This project is a machine learning pipeline that i created to be able to iterate fast when i start a working on a new machine learning project. \
The pipeline is articulated around the project folder. Each subfolder in project/ will contain the necessary informations for a model to be trained on specific dataset.
- config.py : Should contain all the necessary information needed to train a model, things like data path, hyperparameters, training parameters etc..
- feature_eng.py : All the preprocessing functions needed for your data to be training ready.
I use miniconda3 to manage my python environnements and packages.
You can download the package manager here : https://docs.conda.io/en/latest/miniconda.html
You can use the following command to create the environnement I used:
conda env create --name ML-37 --file=ML-37.yml
python -m train
--project=TPS-FEV2021
--model_name=LGBM
--run_note=test
- project : str - the project name you want to train a model on.

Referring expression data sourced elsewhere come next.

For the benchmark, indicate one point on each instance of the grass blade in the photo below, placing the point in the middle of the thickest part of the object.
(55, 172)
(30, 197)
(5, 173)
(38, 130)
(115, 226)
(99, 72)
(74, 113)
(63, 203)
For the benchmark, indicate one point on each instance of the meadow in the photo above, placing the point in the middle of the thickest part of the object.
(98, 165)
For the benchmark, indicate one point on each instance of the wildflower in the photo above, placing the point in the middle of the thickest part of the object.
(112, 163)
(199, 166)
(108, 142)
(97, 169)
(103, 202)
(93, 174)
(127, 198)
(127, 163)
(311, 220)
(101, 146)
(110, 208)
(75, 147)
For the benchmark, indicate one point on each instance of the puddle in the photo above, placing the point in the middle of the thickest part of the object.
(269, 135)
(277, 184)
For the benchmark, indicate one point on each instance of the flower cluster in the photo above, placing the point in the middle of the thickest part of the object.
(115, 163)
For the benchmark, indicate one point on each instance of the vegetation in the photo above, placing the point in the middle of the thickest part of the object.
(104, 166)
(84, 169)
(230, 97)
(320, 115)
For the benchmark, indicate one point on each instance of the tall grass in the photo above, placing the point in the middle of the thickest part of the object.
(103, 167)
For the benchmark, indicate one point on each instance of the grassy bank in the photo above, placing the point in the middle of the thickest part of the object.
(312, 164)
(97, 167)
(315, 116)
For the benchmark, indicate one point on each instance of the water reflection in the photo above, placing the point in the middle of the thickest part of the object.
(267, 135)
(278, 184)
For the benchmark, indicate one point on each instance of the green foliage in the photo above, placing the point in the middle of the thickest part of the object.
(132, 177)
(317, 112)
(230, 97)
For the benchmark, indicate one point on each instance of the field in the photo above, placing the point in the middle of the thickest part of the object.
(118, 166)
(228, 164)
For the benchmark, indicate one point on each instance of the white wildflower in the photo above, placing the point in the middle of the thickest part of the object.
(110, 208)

- model_name : str - the name of the model you want to train
- run_note : str - specify a number or special note about this training run
python -m predict
--project=TPS-FEV2021
--model_name=LGBM
--run_note=test
the predict command is used to use a trained model on new test data and create a prediction file.
the notebooks/ folder contain many Jupyter notebooks with baseline code for different task that can help when building a model for a project, things like model selection, feature selection, basic EDA, hyperparameter optimization, model evaluation etc...